Pas les Noirs, pas les Autochtones, pas les sidéens des années 1980, pas les juifs et les musulmans visés par l’extrême droite, non, les gens qui en pleine pandémie ont choisi de refuser un vaccin efficace et sûr, au nom de fausses croyances qui ne tiennent pas la route.

Ce n’est pas surprenant. Les sources d’information jugées crédibles par la nouvelle PM de l’Alberta sont un véritable Who’s who de la désinformation. Plus c’est capoté, plus Danielle Smith semble leur accorder de la crédibilité.

Les médecins discrédités qui « doutent » des vaccins au mépris du consensus scientifique ? Mme Smith leur donne la parole et relaie leurs délires. La mouvance antivax de Robert F. Kennedy Jr. (qui délirait pré-COVID-19 sur les « dangers » des vaccins) : Mme Smith l’épouse. Le Français Thierry Meyssan, pusher de théories du complot sur septembre 2001 ? Mme Smith le présente à ses fans comme une source crédible sur l’agression russe en Ukraine et le système financier mondial…

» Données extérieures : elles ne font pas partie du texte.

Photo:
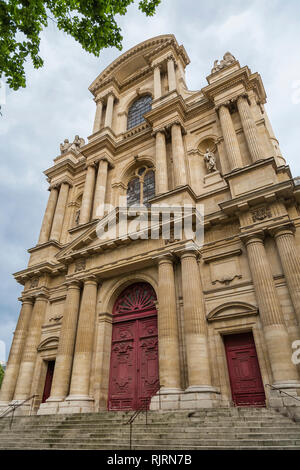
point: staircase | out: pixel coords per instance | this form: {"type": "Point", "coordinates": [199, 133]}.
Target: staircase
{"type": "Point", "coordinates": [219, 428]}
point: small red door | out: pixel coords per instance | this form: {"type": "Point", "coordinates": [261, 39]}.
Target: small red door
{"type": "Point", "coordinates": [244, 372]}
{"type": "Point", "coordinates": [134, 353]}
{"type": "Point", "coordinates": [48, 381]}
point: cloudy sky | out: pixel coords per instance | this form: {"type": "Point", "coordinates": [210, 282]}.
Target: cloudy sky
{"type": "Point", "coordinates": [56, 104]}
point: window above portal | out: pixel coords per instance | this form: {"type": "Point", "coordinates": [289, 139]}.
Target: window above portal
{"type": "Point", "coordinates": [141, 187]}
{"type": "Point", "coordinates": [137, 110]}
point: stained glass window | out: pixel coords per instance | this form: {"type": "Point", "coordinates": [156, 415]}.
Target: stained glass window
{"type": "Point", "coordinates": [137, 110]}
{"type": "Point", "coordinates": [141, 188]}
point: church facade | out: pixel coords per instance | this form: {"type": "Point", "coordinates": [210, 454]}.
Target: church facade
{"type": "Point", "coordinates": [112, 320]}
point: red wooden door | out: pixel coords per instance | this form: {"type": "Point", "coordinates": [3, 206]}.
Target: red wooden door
{"type": "Point", "coordinates": [244, 372]}
{"type": "Point", "coordinates": [134, 353]}
{"type": "Point", "coordinates": [48, 381]}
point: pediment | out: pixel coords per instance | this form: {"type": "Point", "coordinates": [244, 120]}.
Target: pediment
{"type": "Point", "coordinates": [48, 343]}
{"type": "Point", "coordinates": [231, 310]}
{"type": "Point", "coordinates": [101, 236]}
{"type": "Point", "coordinates": [136, 59]}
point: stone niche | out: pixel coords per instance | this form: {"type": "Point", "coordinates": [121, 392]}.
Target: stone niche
{"type": "Point", "coordinates": [212, 177]}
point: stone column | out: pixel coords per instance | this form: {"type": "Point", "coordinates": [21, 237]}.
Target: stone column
{"type": "Point", "coordinates": [289, 256]}
{"type": "Point", "coordinates": [171, 74]}
{"type": "Point", "coordinates": [60, 212]}
{"type": "Point", "coordinates": [29, 355]}
{"type": "Point", "coordinates": [100, 191]}
{"type": "Point", "coordinates": [180, 177]}
{"type": "Point", "coordinates": [195, 329]}
{"type": "Point", "coordinates": [169, 364]}
{"type": "Point", "coordinates": [80, 381]}
{"type": "Point", "coordinates": [249, 127]}
{"type": "Point", "coordinates": [109, 110]}
{"type": "Point", "coordinates": [161, 163]}
{"type": "Point", "coordinates": [157, 82]}
{"type": "Point", "coordinates": [88, 192]}
{"type": "Point", "coordinates": [13, 365]}
{"type": "Point", "coordinates": [49, 214]}
{"type": "Point", "coordinates": [64, 358]}
{"type": "Point", "coordinates": [98, 115]}
{"type": "Point", "coordinates": [230, 138]}
{"type": "Point", "coordinates": [275, 332]}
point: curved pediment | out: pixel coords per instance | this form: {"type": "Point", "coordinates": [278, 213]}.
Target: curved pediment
{"type": "Point", "coordinates": [136, 59]}
{"type": "Point", "coordinates": [231, 310]}
{"type": "Point", "coordinates": [48, 343]}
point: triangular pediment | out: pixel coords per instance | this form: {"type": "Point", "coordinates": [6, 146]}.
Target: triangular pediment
{"type": "Point", "coordinates": [100, 236]}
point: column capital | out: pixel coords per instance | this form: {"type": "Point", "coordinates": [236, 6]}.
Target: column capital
{"type": "Point", "coordinates": [99, 100]}
{"type": "Point", "coordinates": [287, 229]}
{"type": "Point", "coordinates": [73, 284]}
{"type": "Point", "coordinates": [105, 159]}
{"type": "Point", "coordinates": [243, 95]}
{"type": "Point", "coordinates": [171, 57]}
{"type": "Point", "coordinates": [64, 180]}
{"type": "Point", "coordinates": [256, 237]}
{"type": "Point", "coordinates": [91, 163]}
{"type": "Point", "coordinates": [229, 104]}
{"type": "Point", "coordinates": [41, 295]}
{"type": "Point", "coordinates": [178, 123]}
{"type": "Point", "coordinates": [26, 300]}
{"type": "Point", "coordinates": [91, 280]}
{"type": "Point", "coordinates": [161, 130]}
{"type": "Point", "coordinates": [53, 186]}
{"type": "Point", "coordinates": [167, 258]}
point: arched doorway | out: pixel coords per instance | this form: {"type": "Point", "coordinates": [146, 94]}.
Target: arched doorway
{"type": "Point", "coordinates": [134, 352]}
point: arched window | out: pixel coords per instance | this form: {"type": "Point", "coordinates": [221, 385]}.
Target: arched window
{"type": "Point", "coordinates": [141, 188]}
{"type": "Point", "coordinates": [137, 110]}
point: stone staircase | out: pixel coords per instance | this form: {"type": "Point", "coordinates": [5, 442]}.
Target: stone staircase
{"type": "Point", "coordinates": [222, 428]}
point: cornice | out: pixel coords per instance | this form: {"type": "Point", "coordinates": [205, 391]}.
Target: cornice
{"type": "Point", "coordinates": [161, 42]}
{"type": "Point", "coordinates": [244, 76]}
{"type": "Point", "coordinates": [47, 267]}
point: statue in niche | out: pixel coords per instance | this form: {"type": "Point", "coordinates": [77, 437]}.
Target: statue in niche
{"type": "Point", "coordinates": [228, 59]}
{"type": "Point", "coordinates": [75, 145]}
{"type": "Point", "coordinates": [210, 160]}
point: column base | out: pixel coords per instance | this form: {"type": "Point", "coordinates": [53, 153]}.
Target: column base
{"type": "Point", "coordinates": [192, 398]}
{"type": "Point", "coordinates": [23, 410]}
{"type": "Point", "coordinates": [50, 407]}
{"type": "Point", "coordinates": [281, 400]}
{"type": "Point", "coordinates": [166, 399]}
{"type": "Point", "coordinates": [77, 404]}
{"type": "Point", "coordinates": [200, 396]}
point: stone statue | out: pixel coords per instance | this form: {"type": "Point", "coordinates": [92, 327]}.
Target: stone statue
{"type": "Point", "coordinates": [75, 145]}
{"type": "Point", "coordinates": [228, 59]}
{"type": "Point", "coordinates": [210, 161]}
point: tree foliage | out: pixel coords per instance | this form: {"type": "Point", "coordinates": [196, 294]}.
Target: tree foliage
{"type": "Point", "coordinates": [90, 22]}
{"type": "Point", "coordinates": [1, 374]}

Revolver News, Algoa, ZeroHedge et compagnie : ces vecteurs bien connus de désinformation sont aussi fébrilement obsédés par des figures comme George Soros (le financier) et Karl Schwab (fondateur du Forum économique de Davos). Dans la tradition centenaire des pushers de théories du complot, ces sites font en effet une fixation sur les Juifs en tant que sinistres marionnettistes contrôlant le monde4. Cet antisémitisme puant n’est pas suffisant pour repousser Mme Smith, qui relaie leurs bobards à ses fans.

Répétez après moi : la nouvelle PM de l’Alberta est une complotiste. Et c’est un signe des temps parfaitement effrayant.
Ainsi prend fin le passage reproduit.